Generator sets are inspected weekly, exercised under load 30 minutes 12 times a year in 20-40 day intervals, and exercised once every 36 months for four continuous hours. Scheduled test under load conditions include a complete simulated cold start and automatic or manual transfer of all EES loads, and are conducted by competent personnel. Maintenance and testing of stored energy power sources (Type 3 EES) are in accordance with NFPA 111. Main and feeder circuit breakers are inspected annually, and a program for periodically exercising the components is established according to manufacturer requirements. Written records of maintenance and testing are maintained and readily available. EES electrical panels and circuits are marked and readily identifiable. Minimizing the possibility of damage of the emergency power source is a design consideration for new installations.
6.4.4, 6.5.4, 6.6.4 (NFPA 99), NFPA 110, NFPA 111, 700.10 (NFPA 70)
Observations:
Name: JEFFERESON SURGICAL CENTER - Component: 01 - Tag: 0918

Based on document review and interview, it was determined the facility failed to maintain and inspect the emergency generator, affecting the entire component.

Findings include:

1. Document review on June 5, 2023, at 8:30 am, revealed the facility could not produce documentation of the following tests and inspections:

a. Monthly testing of battery electrolyte specific gravuity or conductance;
b. Preventative maintenance indicating no evidence of wet-stacking;
c. Annual fuel quality test.

Exit interview with the Director of Maintenance on June 5, 2023, at 10:45 am, confirmed the lack of documentation.

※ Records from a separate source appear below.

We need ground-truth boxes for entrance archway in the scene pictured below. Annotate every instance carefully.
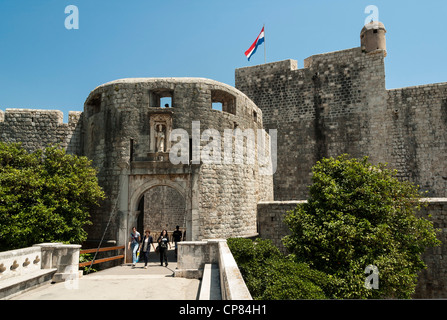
[139,185,187,235]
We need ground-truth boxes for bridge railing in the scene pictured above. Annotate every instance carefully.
[79,246,125,268]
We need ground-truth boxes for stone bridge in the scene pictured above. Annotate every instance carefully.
[0,240,252,300]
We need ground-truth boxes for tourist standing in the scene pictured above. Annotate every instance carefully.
[140,230,155,269]
[127,227,141,268]
[157,229,171,267]
[172,226,182,258]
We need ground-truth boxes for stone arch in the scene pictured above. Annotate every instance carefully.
[128,177,192,242]
[144,185,186,232]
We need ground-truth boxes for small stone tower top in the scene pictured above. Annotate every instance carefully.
[360,21,387,57]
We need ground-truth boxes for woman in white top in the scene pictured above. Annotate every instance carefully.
[140,230,155,269]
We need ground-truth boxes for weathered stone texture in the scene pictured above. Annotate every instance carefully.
[236,48,386,200]
[83,78,273,244]
[0,109,82,153]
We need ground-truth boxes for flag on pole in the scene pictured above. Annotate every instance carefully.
[245,27,265,61]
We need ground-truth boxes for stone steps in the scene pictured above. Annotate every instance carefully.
[199,263,222,300]
[0,269,57,300]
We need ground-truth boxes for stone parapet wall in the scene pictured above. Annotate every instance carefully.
[0,109,82,154]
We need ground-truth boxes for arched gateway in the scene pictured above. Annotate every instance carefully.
[82,78,273,262]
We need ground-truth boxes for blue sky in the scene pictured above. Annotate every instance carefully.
[0,0,447,121]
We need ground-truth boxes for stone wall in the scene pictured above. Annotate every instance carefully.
[258,198,447,299]
[236,48,388,200]
[83,78,273,243]
[387,83,447,197]
[0,109,82,154]
[144,186,186,233]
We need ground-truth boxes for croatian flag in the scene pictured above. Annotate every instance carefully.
[245,27,264,61]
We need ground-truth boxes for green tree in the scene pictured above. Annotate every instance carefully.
[283,155,439,298]
[227,238,330,300]
[0,142,104,250]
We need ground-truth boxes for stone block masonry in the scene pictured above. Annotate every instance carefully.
[236,48,388,201]
[0,109,82,154]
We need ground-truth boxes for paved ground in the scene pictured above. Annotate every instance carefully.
[11,249,200,300]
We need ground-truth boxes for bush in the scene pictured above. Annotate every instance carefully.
[0,142,104,250]
[227,238,330,300]
[283,155,439,299]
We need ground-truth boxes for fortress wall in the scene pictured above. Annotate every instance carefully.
[236,48,388,200]
[387,83,447,197]
[0,109,82,154]
[258,198,447,299]
[84,78,273,240]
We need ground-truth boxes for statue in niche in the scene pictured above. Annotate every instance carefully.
[155,124,165,152]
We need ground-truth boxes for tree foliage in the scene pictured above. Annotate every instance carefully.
[0,142,104,250]
[227,238,329,300]
[283,155,439,298]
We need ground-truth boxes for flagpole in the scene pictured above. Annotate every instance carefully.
[262,23,267,64]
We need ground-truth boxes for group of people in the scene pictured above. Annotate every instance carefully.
[128,226,183,269]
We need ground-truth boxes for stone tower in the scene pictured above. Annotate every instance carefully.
[82,78,273,252]
[360,21,386,57]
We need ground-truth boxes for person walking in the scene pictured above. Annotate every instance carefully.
[140,230,155,269]
[172,226,182,258]
[157,229,171,267]
[127,227,141,268]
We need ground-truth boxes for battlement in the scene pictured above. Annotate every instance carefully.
[0,108,82,126]
[0,109,83,153]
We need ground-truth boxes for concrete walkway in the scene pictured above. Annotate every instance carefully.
[11,249,200,300]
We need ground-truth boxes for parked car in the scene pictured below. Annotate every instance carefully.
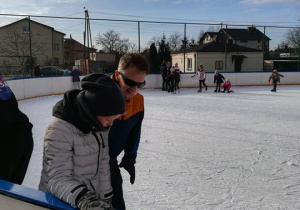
[41,66,65,76]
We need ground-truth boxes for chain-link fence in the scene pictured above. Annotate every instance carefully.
[0,13,299,76]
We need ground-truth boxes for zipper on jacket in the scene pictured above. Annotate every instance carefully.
[92,131,104,176]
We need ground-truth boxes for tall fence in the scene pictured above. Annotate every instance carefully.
[0,11,299,76]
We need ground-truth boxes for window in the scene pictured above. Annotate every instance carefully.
[53,44,59,50]
[53,58,59,65]
[23,26,30,34]
[215,61,223,70]
[188,58,193,69]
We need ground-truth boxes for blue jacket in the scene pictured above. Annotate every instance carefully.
[109,93,144,168]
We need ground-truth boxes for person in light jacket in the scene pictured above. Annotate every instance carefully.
[191,65,207,92]
[222,78,233,93]
[214,70,225,92]
[268,69,284,92]
[39,74,125,210]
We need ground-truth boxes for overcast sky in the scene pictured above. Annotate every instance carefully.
[0,0,300,47]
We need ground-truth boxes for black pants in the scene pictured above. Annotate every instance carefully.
[110,166,126,210]
[0,129,33,184]
[161,76,168,90]
[216,83,221,92]
[273,81,277,91]
[199,80,207,90]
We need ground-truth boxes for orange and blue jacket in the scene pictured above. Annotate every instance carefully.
[109,77,144,168]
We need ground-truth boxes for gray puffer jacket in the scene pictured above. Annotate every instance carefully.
[39,90,113,207]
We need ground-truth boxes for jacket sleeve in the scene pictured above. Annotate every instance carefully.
[124,111,144,163]
[43,119,87,207]
[99,132,113,199]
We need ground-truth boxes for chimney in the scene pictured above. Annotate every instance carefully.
[248,26,256,33]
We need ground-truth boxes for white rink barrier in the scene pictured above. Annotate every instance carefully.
[6,71,300,100]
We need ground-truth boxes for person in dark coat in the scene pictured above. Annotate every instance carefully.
[214,70,225,92]
[0,76,33,184]
[70,66,80,89]
[33,66,42,76]
[160,60,168,91]
[268,69,284,92]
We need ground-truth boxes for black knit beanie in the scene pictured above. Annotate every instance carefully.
[81,73,125,116]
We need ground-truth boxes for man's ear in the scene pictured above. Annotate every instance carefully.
[114,70,120,81]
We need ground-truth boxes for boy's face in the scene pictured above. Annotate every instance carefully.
[115,67,146,98]
[96,114,120,127]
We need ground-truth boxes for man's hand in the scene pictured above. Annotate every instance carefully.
[119,156,135,184]
[77,191,112,210]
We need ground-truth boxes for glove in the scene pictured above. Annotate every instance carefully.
[77,191,112,210]
[119,155,135,184]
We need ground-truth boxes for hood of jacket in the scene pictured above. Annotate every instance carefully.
[52,90,109,134]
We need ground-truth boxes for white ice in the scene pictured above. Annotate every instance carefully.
[19,86,300,210]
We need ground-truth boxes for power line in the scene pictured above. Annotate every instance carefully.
[0,14,299,28]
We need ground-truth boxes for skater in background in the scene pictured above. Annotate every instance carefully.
[214,70,225,92]
[0,76,33,184]
[222,78,233,93]
[174,63,181,74]
[39,74,125,210]
[191,65,207,92]
[268,69,284,92]
[168,66,180,94]
[70,66,80,89]
[160,60,168,91]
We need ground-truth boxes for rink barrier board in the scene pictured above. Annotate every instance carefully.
[0,179,76,210]
[5,71,300,100]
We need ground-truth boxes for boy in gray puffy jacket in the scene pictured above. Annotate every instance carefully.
[39,74,125,210]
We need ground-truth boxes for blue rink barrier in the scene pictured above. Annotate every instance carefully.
[0,179,75,210]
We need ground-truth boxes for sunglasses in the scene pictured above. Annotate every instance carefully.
[119,71,146,88]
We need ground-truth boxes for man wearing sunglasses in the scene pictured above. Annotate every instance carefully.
[109,53,149,210]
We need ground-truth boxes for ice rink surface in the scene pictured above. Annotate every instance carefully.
[19,85,300,210]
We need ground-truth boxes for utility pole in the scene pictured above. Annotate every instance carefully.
[83,7,92,74]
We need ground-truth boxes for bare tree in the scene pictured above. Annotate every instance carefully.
[96,29,129,54]
[128,42,139,53]
[0,27,47,75]
[286,26,300,55]
[167,32,183,51]
[148,36,163,48]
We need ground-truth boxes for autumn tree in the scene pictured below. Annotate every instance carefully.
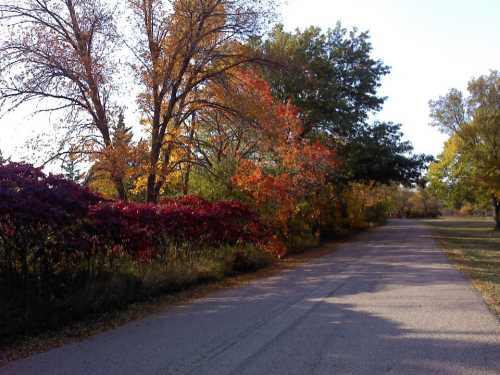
[430,71,500,230]
[254,23,429,189]
[130,0,269,202]
[0,0,130,199]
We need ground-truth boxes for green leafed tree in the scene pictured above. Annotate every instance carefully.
[430,71,500,230]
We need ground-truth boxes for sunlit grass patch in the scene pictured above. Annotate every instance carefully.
[426,217,500,317]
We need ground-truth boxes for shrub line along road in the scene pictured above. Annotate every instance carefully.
[0,220,500,375]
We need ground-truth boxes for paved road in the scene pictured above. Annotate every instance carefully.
[0,220,500,375]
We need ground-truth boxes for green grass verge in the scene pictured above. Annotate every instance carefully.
[426,217,500,317]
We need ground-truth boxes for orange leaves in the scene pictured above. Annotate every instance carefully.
[233,70,337,237]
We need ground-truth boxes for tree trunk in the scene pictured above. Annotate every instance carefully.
[491,195,500,231]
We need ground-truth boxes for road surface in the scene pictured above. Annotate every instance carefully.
[0,220,500,375]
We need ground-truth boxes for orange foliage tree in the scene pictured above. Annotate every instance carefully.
[233,70,338,238]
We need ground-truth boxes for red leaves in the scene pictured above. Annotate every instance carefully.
[0,163,267,268]
[233,71,337,241]
[90,196,266,259]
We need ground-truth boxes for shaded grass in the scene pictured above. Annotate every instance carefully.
[0,242,344,367]
[426,217,500,317]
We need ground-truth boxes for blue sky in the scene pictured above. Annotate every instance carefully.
[0,0,500,159]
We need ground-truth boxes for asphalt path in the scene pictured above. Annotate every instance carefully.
[0,220,500,375]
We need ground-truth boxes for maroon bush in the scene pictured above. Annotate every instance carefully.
[0,163,102,306]
[89,196,267,260]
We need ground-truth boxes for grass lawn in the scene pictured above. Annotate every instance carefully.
[426,217,500,317]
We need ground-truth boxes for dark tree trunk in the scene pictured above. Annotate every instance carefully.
[491,195,500,231]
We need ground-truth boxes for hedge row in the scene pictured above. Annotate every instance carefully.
[0,163,268,314]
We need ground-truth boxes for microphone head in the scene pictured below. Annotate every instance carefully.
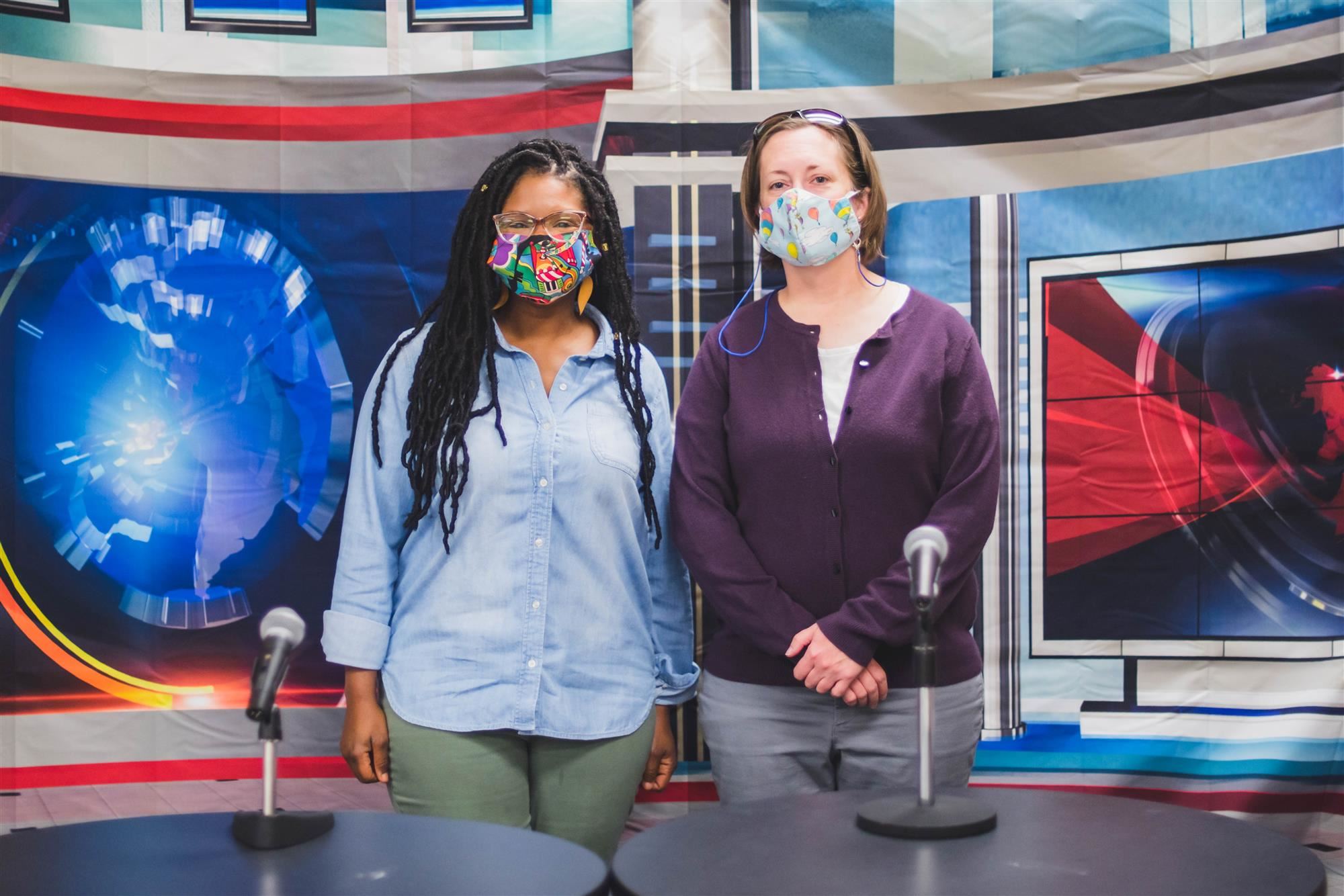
[905,525,948,563]
[261,607,306,645]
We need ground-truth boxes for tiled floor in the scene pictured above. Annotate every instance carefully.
[0,778,1344,896]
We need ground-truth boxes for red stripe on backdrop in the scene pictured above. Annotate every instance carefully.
[634,780,719,803]
[970,783,1344,815]
[0,756,349,790]
[0,756,719,803]
[0,78,632,141]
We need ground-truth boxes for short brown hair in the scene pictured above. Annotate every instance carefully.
[742,116,887,265]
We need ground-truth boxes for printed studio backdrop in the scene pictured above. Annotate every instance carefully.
[0,0,1344,845]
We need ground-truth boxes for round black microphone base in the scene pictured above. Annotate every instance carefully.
[857,793,999,840]
[233,811,336,849]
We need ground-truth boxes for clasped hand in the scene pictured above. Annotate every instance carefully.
[784,623,887,708]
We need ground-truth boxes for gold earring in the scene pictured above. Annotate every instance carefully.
[578,277,593,314]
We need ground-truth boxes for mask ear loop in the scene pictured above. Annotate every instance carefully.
[853,244,887,289]
[719,251,770,357]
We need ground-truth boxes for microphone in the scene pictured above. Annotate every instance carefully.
[247,607,306,721]
[906,525,948,602]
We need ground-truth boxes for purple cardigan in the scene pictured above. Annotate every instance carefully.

 Plan of Correction - To be completed: 06/30/2023

Facilities has reviewed and corrected the PM schedule for the emergency generator. Weekly inspections will include voltage testing of sealed batteries and monthly will include conductivity testing of sealed batteries. Compliance manager will collect these reports by the 1st week of each month.

Facilities has completed a generator PM conducted by Foley CAT on 3/22/23. This included investigation showing no evidence of wet stacking. This PM will be conducted annually in the first quarter of the calendar year.

Center Point Tank Services conducted fuel quality testing on 6/15/22. Documentation of this was located and filed correctly. Same vendor is conducting the 2023 testing, and documentation will be available no later than the end of June.

The Assistant Director of Facilities Compliance will review documentation quarterly to ensure that all fuel and generator testing documents are readily available going forward.